Podia ter sido uma tarde de sábado como qualquer outra, mas a natureza tinha outros planos. Foi no dia 14 de dezembro de 1996 que a vida dos habitantes da vila da Povoação mudou. Trinta anos depois, a memória dessa tarde continua a fazer parte da história coletiva do concelho. Mas como escreveu o autor açoriano Vitorino Nemésio, “A geografia, para nós, vale tanto como a história, e não é debalde que as nossas recordações escritas inserem 50% de relatos de sismos e enchentes” (1932, p. 57).
Em apenas 15 minutos, a forte precipitação transformou-se em correntes de água que entraram pela vila, fizeram transbordar ribeiras e provocaram deslizamentos de terra em várias freguesias do concelho. O fenómeno, típico das chamadas “cheias rápidas”, é recorrente na Povoação. As zonas mais afetadas incluíram a vila da Povoação e as freguesias do Faial da Terra e da Ribeira Quente. A força da água provocou destruição significativa em habitações, estabelecimentos, estradas, pontes e terrenos agrícolas.
Apesar de não ter atingido a dimensão trágica de outros episódios semelhantes na região, como as cheias da Ribeira Quente, ocorridas apenas um ano depois e que vitimaram 29 pessoas, o impacto material e social foi considerável.
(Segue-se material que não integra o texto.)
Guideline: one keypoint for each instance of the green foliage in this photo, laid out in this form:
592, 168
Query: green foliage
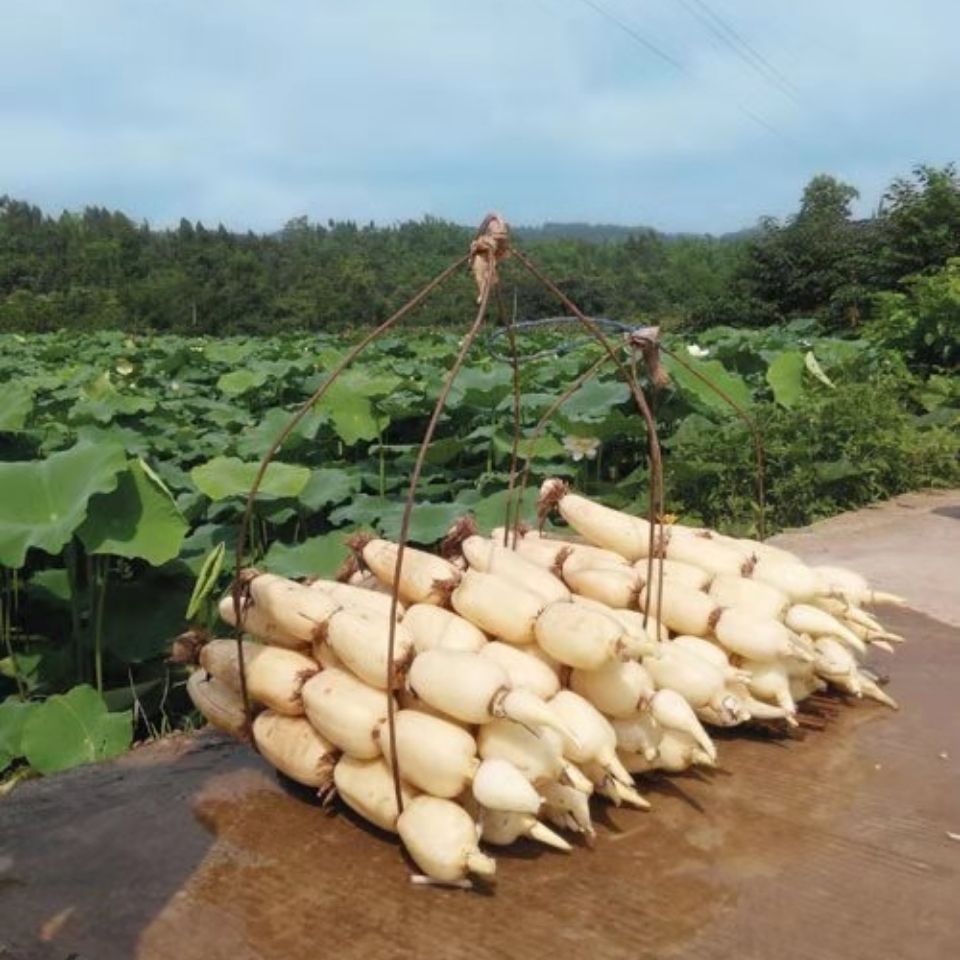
44, 502
920, 222
225, 477
71, 729
126, 457
138, 520
923, 324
Famílias viram as suas casas inundadas ou destruídas. Comerciantes perderam negócios e fontes de rendimento. Até um jovem casal, que celebrava o seu amor através do matrimónio, viu o dia de sonho ser interrompido pela força da água, que arrastou cerca de 60 carros pela rua da Igreja abaixo.
Homens e mulheres que foram ali criados viram o seu lar cair em autênticas ruínas. O desespero tomou conta da população quando percebeu que havia pessoas dentro dos carros arrastados pela água. Naquele momento, a fragilidade do ser humano ficou exposta. Não havia diferença entre a ribeira e a estrada. Via-se apenas a cor barrenta da água, da lama, dos troncos, dos detritos e dos pedregulhos arrastados pela força da corrente.
Foi preciso lutar pela vida. Houve quem subisse aos telhados dos edifícios e até à paragem do autocarro para escapar à subida das águas. Mas os povoacenses são um povo marcado pela resistência. Quando tudo acalmou, bombeiros e população juntaram-se para fazer face ao desastre, e os trabalhos de limpeza começaram.
Além dos apoios do Governo Regional, chegaram do Canadá e dos Estados Unidos doações em dinheiro, roupa e bens de primeira necessidade, enviadas pelas comunidades portuguesas nesses países. Lúcia Amaral, conta-nos a sua particular experiência de uma mulher que estava prestes a dar à luz, no meio da desgraça.

Três décadas depois, as cheias da Povoação de 1996 não permanecem apenas no passado. Continuam presentes na memória, nos relatos e nas marcas deixadas em quem viveu aquele terror. Na Povoação, essa memória persiste. Não como um eco distante, mas como uma lembrança viva, que insiste em permanecer.